Wednesday, June 1, 2011

when you fucked up.

So I work at an after-school program, I am in charge of the cooking club and teach middle school kids how to cook and not burn themselves. It was an ordinary day, the middle school girls act like rebels and run off to see some boy and forget what they signed up for. Well today this little 7th grade girl had to get her shit together.

I have a sixth-grade handicap student in my club, he is very insecure when he is not around his seventh-grade sister. Today his sister decides to leave her brother with her friend. Turns out her friend leaves her little brother alone, so he scrambles frantically to look for her. So I follow him, I stop him and ask him where is he going? "To look for my sister" he says sobbing in tears. His sister notices us looking for her so she decides to walk up to us and quickly looks for an excuse, "it's cuz my friend pulled me away and I had to leave him alone so I can go with her and her boyfriend" I tell her, "Bullshit, you know you're not supposed to be there, look at your brother and how scared he is, i cant afford him to be uncomfortable because it can hurt him, if that girl is really your friend then she should understand that you have priorities." So she put her head down and said nothing. "Your brother needs you right now, because he looks up to you." So she nodded her head, took her brother, and left with her ride.

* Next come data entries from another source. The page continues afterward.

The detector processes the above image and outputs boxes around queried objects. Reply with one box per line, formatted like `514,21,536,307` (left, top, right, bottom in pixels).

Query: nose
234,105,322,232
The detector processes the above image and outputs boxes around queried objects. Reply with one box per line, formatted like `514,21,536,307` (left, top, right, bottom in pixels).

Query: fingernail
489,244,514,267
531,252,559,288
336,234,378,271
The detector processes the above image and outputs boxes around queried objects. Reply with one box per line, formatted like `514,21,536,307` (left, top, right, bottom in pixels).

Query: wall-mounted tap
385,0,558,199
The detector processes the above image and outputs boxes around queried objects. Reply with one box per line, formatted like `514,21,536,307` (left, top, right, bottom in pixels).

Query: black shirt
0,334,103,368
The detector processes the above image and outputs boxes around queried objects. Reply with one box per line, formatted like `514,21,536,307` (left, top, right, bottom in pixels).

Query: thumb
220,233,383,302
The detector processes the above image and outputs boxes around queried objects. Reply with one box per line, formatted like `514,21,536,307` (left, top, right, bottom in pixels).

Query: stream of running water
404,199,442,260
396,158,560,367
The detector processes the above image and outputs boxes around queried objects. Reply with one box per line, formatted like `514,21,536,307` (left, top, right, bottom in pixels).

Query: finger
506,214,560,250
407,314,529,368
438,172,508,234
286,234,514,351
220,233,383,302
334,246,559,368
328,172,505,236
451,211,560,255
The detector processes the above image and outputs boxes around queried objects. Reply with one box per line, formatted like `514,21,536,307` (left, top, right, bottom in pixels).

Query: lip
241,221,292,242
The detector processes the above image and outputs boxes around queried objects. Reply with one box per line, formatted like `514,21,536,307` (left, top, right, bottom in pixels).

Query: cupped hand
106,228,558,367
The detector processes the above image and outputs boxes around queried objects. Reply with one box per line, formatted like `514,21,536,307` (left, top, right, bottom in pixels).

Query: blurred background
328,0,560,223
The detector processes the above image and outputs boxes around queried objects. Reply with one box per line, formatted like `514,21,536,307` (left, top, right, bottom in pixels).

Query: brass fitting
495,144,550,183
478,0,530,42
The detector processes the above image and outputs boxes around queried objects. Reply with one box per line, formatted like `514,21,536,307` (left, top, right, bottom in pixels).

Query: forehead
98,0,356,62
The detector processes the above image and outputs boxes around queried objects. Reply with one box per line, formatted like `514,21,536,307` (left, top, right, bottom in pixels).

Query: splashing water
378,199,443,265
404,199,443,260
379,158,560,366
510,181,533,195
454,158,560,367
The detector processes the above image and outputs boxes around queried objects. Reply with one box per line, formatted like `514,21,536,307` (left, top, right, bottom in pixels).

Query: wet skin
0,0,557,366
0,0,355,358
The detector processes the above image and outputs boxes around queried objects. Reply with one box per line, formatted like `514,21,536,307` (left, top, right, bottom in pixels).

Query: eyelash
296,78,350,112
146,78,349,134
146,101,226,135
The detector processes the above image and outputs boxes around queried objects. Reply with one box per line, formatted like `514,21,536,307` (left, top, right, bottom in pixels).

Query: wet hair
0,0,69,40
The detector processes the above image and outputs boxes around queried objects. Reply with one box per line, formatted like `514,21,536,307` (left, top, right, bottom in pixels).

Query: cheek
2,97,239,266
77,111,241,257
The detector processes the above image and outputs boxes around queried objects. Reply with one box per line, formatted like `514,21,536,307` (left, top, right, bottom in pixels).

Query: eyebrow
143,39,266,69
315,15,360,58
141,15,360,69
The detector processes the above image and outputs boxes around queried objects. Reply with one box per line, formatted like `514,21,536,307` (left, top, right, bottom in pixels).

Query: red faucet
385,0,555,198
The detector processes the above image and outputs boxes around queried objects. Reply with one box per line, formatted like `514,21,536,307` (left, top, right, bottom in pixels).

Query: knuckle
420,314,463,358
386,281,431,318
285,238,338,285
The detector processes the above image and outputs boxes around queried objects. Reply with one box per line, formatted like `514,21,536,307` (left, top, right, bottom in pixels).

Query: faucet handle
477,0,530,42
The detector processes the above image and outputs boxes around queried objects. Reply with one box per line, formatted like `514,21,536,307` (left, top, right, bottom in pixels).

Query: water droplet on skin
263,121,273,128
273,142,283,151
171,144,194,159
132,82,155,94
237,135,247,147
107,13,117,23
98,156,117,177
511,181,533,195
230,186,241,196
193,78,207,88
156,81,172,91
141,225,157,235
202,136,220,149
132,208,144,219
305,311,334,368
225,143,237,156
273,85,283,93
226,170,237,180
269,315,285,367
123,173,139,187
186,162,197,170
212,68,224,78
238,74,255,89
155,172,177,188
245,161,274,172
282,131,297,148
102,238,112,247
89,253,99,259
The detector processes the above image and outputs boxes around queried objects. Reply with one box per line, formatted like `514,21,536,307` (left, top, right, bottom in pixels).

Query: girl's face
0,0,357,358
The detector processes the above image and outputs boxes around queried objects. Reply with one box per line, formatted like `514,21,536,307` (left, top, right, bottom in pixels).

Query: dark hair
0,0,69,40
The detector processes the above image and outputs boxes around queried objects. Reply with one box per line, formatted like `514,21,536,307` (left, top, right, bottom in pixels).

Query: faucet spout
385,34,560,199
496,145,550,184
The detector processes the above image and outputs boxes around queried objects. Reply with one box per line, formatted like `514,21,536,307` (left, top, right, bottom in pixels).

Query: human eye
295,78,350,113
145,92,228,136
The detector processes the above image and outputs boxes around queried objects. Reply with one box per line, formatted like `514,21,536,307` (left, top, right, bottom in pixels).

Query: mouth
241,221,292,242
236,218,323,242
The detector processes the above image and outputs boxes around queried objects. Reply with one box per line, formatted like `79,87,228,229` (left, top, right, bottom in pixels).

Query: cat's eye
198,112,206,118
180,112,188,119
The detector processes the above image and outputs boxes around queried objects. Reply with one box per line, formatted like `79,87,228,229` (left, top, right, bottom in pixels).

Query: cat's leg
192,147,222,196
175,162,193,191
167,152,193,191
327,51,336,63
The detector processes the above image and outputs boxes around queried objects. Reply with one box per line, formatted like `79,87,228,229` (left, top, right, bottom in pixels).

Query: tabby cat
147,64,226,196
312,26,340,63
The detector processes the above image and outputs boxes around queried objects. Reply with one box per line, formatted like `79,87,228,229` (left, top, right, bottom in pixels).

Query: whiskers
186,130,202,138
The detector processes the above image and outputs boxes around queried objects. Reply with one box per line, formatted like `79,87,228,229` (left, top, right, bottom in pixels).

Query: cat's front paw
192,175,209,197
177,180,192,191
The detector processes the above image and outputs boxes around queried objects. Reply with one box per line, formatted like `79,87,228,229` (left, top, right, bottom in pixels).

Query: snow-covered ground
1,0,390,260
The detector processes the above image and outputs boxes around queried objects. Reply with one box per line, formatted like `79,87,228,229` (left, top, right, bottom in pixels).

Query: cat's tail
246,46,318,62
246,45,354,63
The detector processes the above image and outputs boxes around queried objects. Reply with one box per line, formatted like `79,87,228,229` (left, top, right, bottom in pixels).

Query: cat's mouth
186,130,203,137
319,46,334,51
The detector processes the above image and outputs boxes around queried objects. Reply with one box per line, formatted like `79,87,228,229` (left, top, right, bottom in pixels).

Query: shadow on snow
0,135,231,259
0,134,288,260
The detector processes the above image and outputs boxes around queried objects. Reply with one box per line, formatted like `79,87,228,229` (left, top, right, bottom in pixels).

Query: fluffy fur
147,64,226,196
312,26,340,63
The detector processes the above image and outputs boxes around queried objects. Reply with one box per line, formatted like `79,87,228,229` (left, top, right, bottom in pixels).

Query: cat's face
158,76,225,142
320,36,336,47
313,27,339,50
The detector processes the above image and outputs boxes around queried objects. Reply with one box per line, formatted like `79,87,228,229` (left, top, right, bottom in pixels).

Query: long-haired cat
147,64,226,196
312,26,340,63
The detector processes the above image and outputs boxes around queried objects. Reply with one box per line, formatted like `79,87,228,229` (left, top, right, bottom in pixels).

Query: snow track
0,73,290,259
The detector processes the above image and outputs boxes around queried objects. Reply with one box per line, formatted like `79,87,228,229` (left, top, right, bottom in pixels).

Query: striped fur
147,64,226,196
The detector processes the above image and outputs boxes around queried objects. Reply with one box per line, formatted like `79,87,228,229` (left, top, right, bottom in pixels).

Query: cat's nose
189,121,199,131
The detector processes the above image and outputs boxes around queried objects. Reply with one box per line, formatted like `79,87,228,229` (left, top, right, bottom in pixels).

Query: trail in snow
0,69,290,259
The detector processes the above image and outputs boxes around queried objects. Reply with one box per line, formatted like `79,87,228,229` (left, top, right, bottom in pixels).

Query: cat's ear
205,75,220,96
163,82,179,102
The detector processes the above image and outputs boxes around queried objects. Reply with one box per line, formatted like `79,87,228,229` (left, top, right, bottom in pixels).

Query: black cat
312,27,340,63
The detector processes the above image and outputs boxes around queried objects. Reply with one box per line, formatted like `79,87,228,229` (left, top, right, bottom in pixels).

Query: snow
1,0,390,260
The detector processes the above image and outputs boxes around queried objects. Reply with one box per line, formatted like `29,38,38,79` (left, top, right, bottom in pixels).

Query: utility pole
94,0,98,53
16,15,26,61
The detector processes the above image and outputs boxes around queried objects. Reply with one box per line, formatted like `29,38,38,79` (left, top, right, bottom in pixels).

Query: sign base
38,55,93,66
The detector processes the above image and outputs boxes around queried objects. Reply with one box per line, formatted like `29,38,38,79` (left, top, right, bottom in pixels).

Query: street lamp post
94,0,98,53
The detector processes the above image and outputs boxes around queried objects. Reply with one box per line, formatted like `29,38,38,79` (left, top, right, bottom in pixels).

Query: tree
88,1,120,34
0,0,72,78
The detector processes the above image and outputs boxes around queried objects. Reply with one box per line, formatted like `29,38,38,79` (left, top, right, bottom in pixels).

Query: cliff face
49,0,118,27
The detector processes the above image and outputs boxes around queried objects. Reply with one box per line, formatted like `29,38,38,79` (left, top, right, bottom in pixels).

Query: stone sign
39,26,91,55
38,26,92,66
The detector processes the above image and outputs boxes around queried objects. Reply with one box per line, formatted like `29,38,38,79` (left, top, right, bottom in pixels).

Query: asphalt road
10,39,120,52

As I was walking back to my lil' kitchen. I thought about how he must have felt, even though he knew where she was, he looked scared, worried, and afraid. I then thought about my younger brothers and sisters. I asked myself if I have always been the big brother they needed, as I looked back I wasn't. Thinking back now I was a selfish asshole, I thought of myself and rarely did I include them in anything.

About a few weekends ago, my cousins, brother and I come back from a party and we were drunk. Sobering up at my cousins house, my brother decides to vent "Joel, you're a fuck up, you're a dick, I need a fucking brother, you're worth shit to me, you're never there for me! I'm your fucking brother man! you fucked up!" When I heard his words I sobered up. He continued when I was in the third grade, I had a friend over who threw his piggy bank money all over the floor, he looked at me for help but I didn't do anything. He held that against me for that long and he has every right to. I didn't do shit about it. The day after he apologized, he didn't have to, I knew that I deserved it.

I don't have an excuse for the way i treated them, I was breaking him for money, for his stuff, Iwas the worst class older brother. Once realising this, I started to tear up. I'm not gonna lie assholes i fucking cried. I had this feeling that I killed something, it was their trust. "Get the f- Get out of the way!" I told the students surrounding me. I couldn't handle it, I love my brothers and sisters so much I can't believe I was doing that to them.

I know that I can't go back an expect them to forgive me, especially my brother.

So what now. What do we do when we know we fucked up? I have a trail of shit behind me that I tried cleaning up, but shit still stinks.

I know now, what I need to do, who I need to be, but i can't expect miracles. I can just pray for time.